Paren: She seemed happy; that was all I was saying.
Salem: She fed one of the boarders to sub-drone Per-Chi.
Paren: See, she’s helping as well.
Lucy: How soon can you have the Indomitable ready to launch?
Salem: I can have it and two others ready in twenty minutes.
Lucy: Have them loaded with Centrum units, or Cents, and ready to go.
Paren: Are you going to the moon?
Lucy: Yes.
Paren: I am coming. I want to recover Banjo’s body.
Nellie: We will do that.
Paren: I AM COMING!
Nellie: Fine, but you will need armor.
Salem: She has that covered. She led the boarding of the docked capital ship.
Nellie: SHE WHAT????
Paren: I can explain everything!
===<<<>>>===
Duke landed his Walker just inside the walls of the Colony and stalked through the streets and into the hangar. Inside, he saw the other walker—also without its weapons—lying abandoned on the floor.
That was all there was. The shuttle was gone.
Immediately, Duke felt anxiety twist his insides. If Carter had already gone up to report to the fleet, it was possible he would try and renege on their deal. It was vital that the Imperial Line knew how much he had sacrificed to aid them.
Especially now.
He opened the rig and climbed out, reveling in the breeze. Still, if both frames were still here, perhaps he could hide them somewhere. If he sent teams out to recover the other parts, it would be a definite boon for his people.
Speaking of his people, why was it so quiet?
He hadn’t expected a parade, but the least someone could do was come to meet him.
Duke huffed and left the hangar, stalking through the streets and seeing no more than people peeking out from behind hatchways.
The battle must still be on; that was what must have happened.
That thought and the realization his sister had flown off to join it, put a hurry in his steps. Turning away from the council room, Duke hurried for the comm room instead.
Hadrian was sitting in the comm room, head in his hands, when Duke entered.
“There you are!” Duke yelled, making the man jump. “Why is everyone hiding away all of a sudden? This is our victory as much as theirs!”
“Sir?” Hadrian seemed to gather himself a little. “The attack on the other colony? Did you call it off?”
“No,” Duke sighed. “There was an incident, and they started firing. We were forced to kill most of them as they fled. I even had to put down that Ambassador of Bea’s in the process.
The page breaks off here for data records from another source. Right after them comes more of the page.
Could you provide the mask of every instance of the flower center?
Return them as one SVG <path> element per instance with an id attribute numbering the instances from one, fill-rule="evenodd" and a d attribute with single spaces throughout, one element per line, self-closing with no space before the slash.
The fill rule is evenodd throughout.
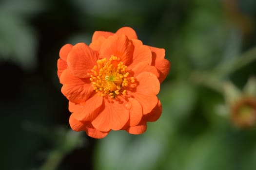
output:
<path id="1" fill-rule="evenodd" d="M 120 61 L 120 58 L 112 55 L 108 62 L 106 58 L 97 61 L 92 71 L 90 80 L 93 89 L 101 92 L 102 96 L 109 95 L 111 98 L 118 95 L 126 94 L 125 88 L 130 84 L 135 84 L 133 77 L 129 76 L 127 67 Z"/>

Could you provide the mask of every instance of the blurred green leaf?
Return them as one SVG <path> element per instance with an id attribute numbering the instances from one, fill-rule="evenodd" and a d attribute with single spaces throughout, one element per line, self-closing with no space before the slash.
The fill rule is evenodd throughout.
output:
<path id="1" fill-rule="evenodd" d="M 23 19 L 0 11 L 0 60 L 9 61 L 29 69 L 35 67 L 37 40 L 33 29 Z"/>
It was a mess, but it had to be done.”
“Ah,” Hadrian collapsed back into his chair. “That makes things simple then.”
“It does,” Duke grinned. “How goes the battle? Did Brenda mess things up again?”
Hadrian waved wordlessly at the scan equipment.
Duke walked over and punched up the replay, watching mutely as, one after another, the Imperial Line ships fell.
Pausing it at several spots, Duke noted the signature readings of beam weaponry—big ones.
“She had beam weapons,” Duke sighed.
The more the battle raged, the more certain he was that the Bly would fail. Surely, it would fail. He blinked as it rammed a cruiser, and the cruiser vanished from the scope.
Finally, it lay in space, severely damaged. All other ships were destroyed except the Bly and his own ship, which was closing.
“Brenda can finish it,” Duke said grimly before seeing it come to a stop, all power readings vanishing. It drifted on, nothing but its residual velocity powering it until the Bly’s Grav Tow caught it.
The last reading they had showed a shuttle launching from the Bly and moving toward Brenda’s ship.
“What does this mean?” Duke growled, slapping the side of the screen as if he expected the readouts to change. “What happened to the power on my ship? What’s going on up there?”
No one answered, and Duke rounded on Hadrian.
“Well?” He snapped. “What does it mean?”
“What it means,” Hadrian said, turning blank eyes up at him, “Is that we backed the wrong side, you inbred, spoilt, useless, noble-born prick!”